Hidden within realms ‘unknown’ – presumably either some desolate field in Scandinavia or a deteriorating flat in East London – sit electronic outfit Nordic Giants. Merging images and sound is not a particularly novel concept; but the twisted way upon which the duo go about their creations make them a hipster’s wet dream. Manchester’s Deaf Institute was their modish Tuesday night abode.
Nordic Giants enduring attraction lies within their die-hard theatrical principles.
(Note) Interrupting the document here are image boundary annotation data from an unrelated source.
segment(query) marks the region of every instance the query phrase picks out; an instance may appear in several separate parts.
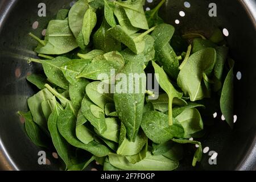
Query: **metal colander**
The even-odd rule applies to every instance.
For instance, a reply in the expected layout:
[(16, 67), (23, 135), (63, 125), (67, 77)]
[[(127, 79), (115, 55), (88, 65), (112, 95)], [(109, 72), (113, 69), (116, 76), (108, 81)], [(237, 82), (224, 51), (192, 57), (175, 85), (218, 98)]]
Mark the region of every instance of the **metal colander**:
[[(46, 5), (46, 17), (38, 15), (42, 2)], [(145, 9), (159, 2), (147, 0)], [(47, 151), (47, 165), (38, 164), (38, 154), (43, 149), (29, 140), (23, 131), (24, 121), (16, 113), (27, 109), (27, 99), (36, 91), (27, 82), (26, 76), (42, 72), (39, 65), (27, 64), (27, 57), (35, 55), (31, 50), (36, 46), (27, 34), (32, 31), (42, 36), (57, 11), (73, 4), (72, 0), (0, 2), (0, 169), (59, 169), (54, 151)], [(210, 16), (214, 5), (216, 16)], [(199, 32), (209, 36), (214, 28), (220, 28), (236, 61), (234, 129), (224, 122), (220, 111), (209, 111), (212, 118), (205, 122), (212, 126), (201, 139), (202, 161), (192, 167), (193, 154), (188, 154), (178, 169), (256, 169), (255, 1), (167, 0), (159, 15), (181, 34)], [(88, 169), (100, 169), (100, 166), (92, 164)]]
In action they join deranged images with disturbing scores of electronica. ‘Evolve Or Perish’ – hauntingly built around meandering piano motifs, the swamping synth begins to layer the Nordic Giants frame with sharp trumpet further advancing the track’s body’ – was entangled with illustrations of outer space; crackling vocal samples generating a warped union of Public Service Broadcasting and Mogwai.
Art deco Tim Burton conceived caricatures depicting the journey of two hapless undertakers; flashing sequences of inner-city life; a scuba-diving trip turned murder rampage; all the visuals collected by Nordic Giants lent themselves to the expansive sound the duo produce. If MIA had decided to bring to life her controversial ‘Born Free’ video – ginger genocide in a wrecked subterranean dystopia – the result would be parallel with the quivering electronics that supported the illuminations. Collaborations through the intense ‘Futures Dark’ – featuring the shimmering tones of Nadine Wild Palmer upon a screen at the centre of the stage – and the Beth Cannon starred ‘Rapture’ hauntingly offered light against the dimmed dusk of their tracks.
Through ‘Illuminate’ the soundtracks become further succinct. Snapping snare portrays jerking head movements; the Go Go Penguin lounge jazz discerningly luring the mind from its own security; a true cinematic exploration.
The talents of musicians Loki and Rôka Skuld rarely falter. Considering the skills that the multi-instrumentalists have – drums, bass, piano, trumpet, you name it they play it – the scenes became almost too hypnotic. ‘Together’ pulsed at such a levelled beat, the lulling head moves were as mesmerising as a Mick McCarthy youtube video. Dressed as if attempting to replicate Lordi, Nordic Giants only continued to add to the tense flamboyancy unearthing from within The Deaf Institute.
Outlandish perhaps. But a severe fusion that deserves its place within the beatnik auditoriums of the country. True innovators within the moving sound revival, Nordic Giants cannot simply be listened to. They must be experienced.